Next Article in Journal
Perceptions on Adherence to Dietary Prescriptions for Adults with Chronic Kidney Disease on Hemodialysis: A Qualitative Study
Previous Article in Journal
Impact of Obesity on Ceftriaxone Efficacy
 
 
Article
Peer-Review Record

Impact of Acute Kidney Injury on Outcomes of Hospitalizations for Heat Stroke in the United States

by Charat Thongprayoon 1,*, Fawad Qureshi 1, Tananchai Petnak 2, Wisit Cheungpasitporn 3,*, Api Chewcharat 1, Liam D. Cato 4, Boonphiphop Boonpheng 5, Tarun Bathini 6, Panupong Hansrivijit 7, Saraschandra Vallabhajosyula 8 and Wisit Kaewput 9,*
Reviewer 1: Anonymous
Reviewer 2: Anonymous
Submission received: 13 June 2020 / Revised: 9 July 2020 / Accepted: 13 July 2020 / Published: 15 July 2020

Round 1

Reviewer 1 Report

The overall topic is interesting and relevant . This single center study registers  heat stroke patients and the occurrence of acute kidney failure and other changes such as  electrolyte changes. Interestingly, young people were significantly affected.

The study presents many data, however some questions and items should be addressed

-A problem is that the diagnosis of kidney failure is only based on the ICD codes, and not on given kidney function parameters. moreover, it is not clear when acute kidney failure started to develop; this must be addressed in the discussion section.

-Using e.g. the ICD code 584.7,  how was “medullary renal damage” diagnosed, if no biopsy was performed? Authors should comment on that.

-In the results section, the description of the results in the text  (already shown in tables) is sometimes somewhat redundant, and should be focused.

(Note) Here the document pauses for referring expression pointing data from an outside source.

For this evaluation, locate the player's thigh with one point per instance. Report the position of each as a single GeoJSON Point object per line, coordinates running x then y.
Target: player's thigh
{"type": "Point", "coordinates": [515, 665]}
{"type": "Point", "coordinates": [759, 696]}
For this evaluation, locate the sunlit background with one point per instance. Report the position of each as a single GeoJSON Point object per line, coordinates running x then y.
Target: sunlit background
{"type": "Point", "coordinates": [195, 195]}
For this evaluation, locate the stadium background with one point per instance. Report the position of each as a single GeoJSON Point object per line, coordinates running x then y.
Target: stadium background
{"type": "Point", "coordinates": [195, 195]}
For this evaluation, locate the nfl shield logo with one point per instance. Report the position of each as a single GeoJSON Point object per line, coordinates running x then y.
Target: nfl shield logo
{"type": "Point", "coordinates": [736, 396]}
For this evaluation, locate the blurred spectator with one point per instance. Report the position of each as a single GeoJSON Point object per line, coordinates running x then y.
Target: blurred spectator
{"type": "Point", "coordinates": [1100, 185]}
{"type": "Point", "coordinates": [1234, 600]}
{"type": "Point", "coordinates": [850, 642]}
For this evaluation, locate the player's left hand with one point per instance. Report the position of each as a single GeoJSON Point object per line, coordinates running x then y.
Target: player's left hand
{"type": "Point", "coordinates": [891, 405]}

-In the abstract, the listing  of each individual electrolyte is overstated.

-In the discussion section authors should comment on how prospective studies should be conceptualized, and how patient with ANV and heat stroke  patients should be tracked nephrologically.

-How many patients remained on dialysis therapy in the long run ?

-There were also patients with acute on chronic renal failure, how was this defined?

-Why were younger people more often affected by acute kidney injury in this analysis?

-How was heat stroke patients in generally treated?

-In the analysis, rhabdomyolysis should  be more emphazised as a critical step towards acute renal failure.

 

Author Response

Response to Reviewer #1

The overall topic is interesting and relevant. This single center study registers  heat stroke patients and the occurrence of acute kidney failure and other changes such as  electrolyte changes. Interestingly, young people were significantly affected.

 

The study presents many data, however some questions and items should be addressed

Response: We thank you for reviewing our manuscript and for your critical evaluation.

 

Comment #1

A problem is that the diagnosis of kidney failure is only based on the ICD codes, and not on given kidney function parameters. moreover, it is not clear when acute kidney failure started to develop; this must be addressed in the discussion section.

Response: The reviewer raises important point. The following statements have been added to the limitation to address the problem of the diagnosis of acute kidney injury based on ICD code

 

“Third, the diagnosis of acute kidney injury in this study was only based on ICD codes, and not on kidney function parameters (e.g. serum creatinine and urine output). The diagnosis of acute kidney injury on the basis of diagnosis code has low sensitivity and tends to miss mild acute kidney injury (6, 7). In addition, it does not allow us to investigate the etiology, onset, severity and diagnostic evaluation of acute kidney injury.”

 

Comment #2

Using e.g. the ICD code 584.7, how was “medullary renal damage” diagnosed, if no biopsy was performed? Authors should comment on that.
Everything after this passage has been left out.